Commentator Nigel Morris says leasing is now fast becoming the new normal for the solar market and it will see more people entering.
“As for the future solar customer? We know there will be less early adopters and potentially less of our classic buyers because they are already in the market to some degree. So we’ll have more young customers, sceptical customers, more customers who couldn’t necessarily afford solar or they would already be in. The ‘wait and see’ brigade.
“Will they be more likely to want finance? I would suggest for an increasing proportion of the market the answer is ‘yes’.
“I have a view that reflects what we have seen in other countries that once solar can deliver electricity at lower cost than conventional electricity it increasingly becomes a financial service, rather than a product offer. The product simply enables a financial outcome – in fact, it is the only tangible outcome; kWh’s.
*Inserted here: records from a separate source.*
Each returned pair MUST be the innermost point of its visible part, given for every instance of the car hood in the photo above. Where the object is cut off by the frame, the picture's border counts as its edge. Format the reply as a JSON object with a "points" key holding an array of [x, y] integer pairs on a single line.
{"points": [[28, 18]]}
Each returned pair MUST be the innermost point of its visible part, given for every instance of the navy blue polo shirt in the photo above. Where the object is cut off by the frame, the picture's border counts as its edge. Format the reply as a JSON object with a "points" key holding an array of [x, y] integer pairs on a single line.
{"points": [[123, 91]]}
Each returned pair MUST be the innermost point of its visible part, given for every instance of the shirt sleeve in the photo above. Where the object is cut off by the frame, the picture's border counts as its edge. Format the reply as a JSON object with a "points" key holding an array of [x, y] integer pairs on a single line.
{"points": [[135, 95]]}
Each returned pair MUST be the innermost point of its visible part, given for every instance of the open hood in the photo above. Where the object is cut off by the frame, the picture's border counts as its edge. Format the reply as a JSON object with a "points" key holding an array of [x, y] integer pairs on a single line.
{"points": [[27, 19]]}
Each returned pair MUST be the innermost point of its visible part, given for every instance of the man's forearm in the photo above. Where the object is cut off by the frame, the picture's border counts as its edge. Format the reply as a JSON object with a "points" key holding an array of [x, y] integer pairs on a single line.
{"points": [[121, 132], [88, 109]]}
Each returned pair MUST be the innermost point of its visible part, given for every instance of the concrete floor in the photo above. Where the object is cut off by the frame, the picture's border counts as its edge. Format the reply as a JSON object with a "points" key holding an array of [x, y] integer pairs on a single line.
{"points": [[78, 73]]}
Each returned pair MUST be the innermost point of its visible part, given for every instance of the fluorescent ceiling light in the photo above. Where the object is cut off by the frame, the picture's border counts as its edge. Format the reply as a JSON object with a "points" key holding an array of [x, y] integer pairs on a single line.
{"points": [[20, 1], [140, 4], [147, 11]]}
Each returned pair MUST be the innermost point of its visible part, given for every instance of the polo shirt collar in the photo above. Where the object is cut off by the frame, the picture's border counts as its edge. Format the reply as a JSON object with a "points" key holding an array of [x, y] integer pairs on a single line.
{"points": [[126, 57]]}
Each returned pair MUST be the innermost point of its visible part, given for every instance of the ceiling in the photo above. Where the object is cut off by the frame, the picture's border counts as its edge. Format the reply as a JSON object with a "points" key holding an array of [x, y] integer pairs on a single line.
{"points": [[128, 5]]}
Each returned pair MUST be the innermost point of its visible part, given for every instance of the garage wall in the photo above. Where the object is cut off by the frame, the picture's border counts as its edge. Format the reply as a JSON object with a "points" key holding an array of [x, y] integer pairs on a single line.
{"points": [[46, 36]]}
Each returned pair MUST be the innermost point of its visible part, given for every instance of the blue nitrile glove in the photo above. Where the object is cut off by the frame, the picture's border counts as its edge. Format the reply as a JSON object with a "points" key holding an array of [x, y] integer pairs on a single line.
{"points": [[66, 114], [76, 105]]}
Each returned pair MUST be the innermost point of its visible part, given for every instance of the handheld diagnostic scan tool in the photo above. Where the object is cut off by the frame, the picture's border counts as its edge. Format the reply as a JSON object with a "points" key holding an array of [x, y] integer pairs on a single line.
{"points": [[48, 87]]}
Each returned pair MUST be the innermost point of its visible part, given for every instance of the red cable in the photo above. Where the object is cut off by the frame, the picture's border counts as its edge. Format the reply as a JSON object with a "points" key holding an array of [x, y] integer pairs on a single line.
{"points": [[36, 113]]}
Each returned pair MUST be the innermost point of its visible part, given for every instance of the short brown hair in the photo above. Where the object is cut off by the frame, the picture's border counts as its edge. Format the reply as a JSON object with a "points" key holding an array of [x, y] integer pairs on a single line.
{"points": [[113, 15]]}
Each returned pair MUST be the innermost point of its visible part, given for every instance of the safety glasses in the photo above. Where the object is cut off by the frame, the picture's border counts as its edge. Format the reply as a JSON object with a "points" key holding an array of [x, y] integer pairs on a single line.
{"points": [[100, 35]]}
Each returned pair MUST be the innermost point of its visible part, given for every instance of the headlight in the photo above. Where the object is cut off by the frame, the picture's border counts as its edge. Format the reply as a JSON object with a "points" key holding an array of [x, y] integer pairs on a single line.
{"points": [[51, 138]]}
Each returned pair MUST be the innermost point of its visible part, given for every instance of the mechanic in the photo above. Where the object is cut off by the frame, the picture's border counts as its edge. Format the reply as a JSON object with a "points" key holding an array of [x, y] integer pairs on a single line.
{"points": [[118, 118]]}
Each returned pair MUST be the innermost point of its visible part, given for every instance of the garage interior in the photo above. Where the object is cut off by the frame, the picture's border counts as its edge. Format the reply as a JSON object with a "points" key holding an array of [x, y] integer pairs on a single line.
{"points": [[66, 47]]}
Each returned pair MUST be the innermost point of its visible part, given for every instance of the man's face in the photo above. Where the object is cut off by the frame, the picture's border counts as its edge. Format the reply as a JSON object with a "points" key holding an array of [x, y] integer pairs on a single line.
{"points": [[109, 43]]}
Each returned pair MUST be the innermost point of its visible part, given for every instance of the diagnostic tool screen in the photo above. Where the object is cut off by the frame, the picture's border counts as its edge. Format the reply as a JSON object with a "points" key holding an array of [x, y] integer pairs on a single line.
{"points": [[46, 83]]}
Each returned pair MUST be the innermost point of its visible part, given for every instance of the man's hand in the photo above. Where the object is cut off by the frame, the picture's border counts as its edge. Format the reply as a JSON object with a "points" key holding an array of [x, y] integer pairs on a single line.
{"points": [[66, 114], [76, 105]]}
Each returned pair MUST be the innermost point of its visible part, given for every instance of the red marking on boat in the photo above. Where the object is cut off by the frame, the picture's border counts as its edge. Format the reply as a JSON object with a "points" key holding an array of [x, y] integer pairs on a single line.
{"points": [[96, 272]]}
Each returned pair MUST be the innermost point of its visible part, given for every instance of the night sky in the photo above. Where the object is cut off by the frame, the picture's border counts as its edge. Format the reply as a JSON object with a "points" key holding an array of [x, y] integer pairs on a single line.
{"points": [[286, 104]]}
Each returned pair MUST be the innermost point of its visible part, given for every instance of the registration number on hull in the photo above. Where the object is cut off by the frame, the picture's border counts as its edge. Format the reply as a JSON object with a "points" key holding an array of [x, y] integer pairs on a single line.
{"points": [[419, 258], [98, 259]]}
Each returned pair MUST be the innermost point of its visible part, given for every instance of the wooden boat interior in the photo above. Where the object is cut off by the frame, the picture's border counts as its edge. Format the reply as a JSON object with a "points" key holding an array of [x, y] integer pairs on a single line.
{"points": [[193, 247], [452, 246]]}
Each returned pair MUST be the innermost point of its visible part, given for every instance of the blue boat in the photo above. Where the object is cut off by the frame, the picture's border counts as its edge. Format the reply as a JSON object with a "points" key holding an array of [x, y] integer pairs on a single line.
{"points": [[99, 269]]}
That’s why finance fits so nicely with solar.”
Green Cross Australia has now created an innovative leasing model that aims to make solar power more accessible to homes around Australia. The scheme, Every Rooftop, has partnered with well-known Australian solar installation company Ingenero, which owns and maintains the photovoltaic panel system for the term of the lease. Monthly lease payments for 10 to 15 years will deliver savings compared to the average electricity bill.
Sunwiz managing director Warwick Johnston has told ABC that Australia is on track to see 90 per cent of owner-occupier homes install solar panels within the next five years.
“I suspect that as saturation approaches there’s going to be new markets that are opened up by innovative businesses, and those markets will include rental housing and those on lower incomes.”
Certainly, there is evidence that the takeup of solar is starting to hurt the utilities. They are starting to discover their business model is now under siege. In its annual report, Energex said the increased use of rooftop solar is starting to damage the company.
“Changing consumer behaviour is continuing to have a detrimental effect on prices. Due to a combination of influences including the significant rise in prices in the last few years and the increasing use of solar energy, there is reduced consumption of electricity, which in turn means the mostly fixed costs Energex faces have to be spread over a smaller chargeable base.”
Leasing will only exacerbate this for all utilities. This is not about technical issues, it’s purely about economics.
But there’s a missing part of the equation. All these leasing schemes are aimed at the residential market. The take up of solar would be greater if it were adopted by business.
Kylie Catchpole, associate professor of solar engineering at Australian National University, says we need these sorts of financial innovations for the business world so that more offices around Australia will be powered by solar energy. At the moment, she says, business is struggling to find it delivering any benefit to the bottom line.
“The main issues are split incentives (where one company owns the building and another pays the electricity bill) and lack of capital,’’ Catchpole says. “There is plenty of opportunity for innovative financing arrangements between companies that could make installing solar on commercial infrastructure a win-win situation.”
Creating a solar leasing model for business is the next big challenge.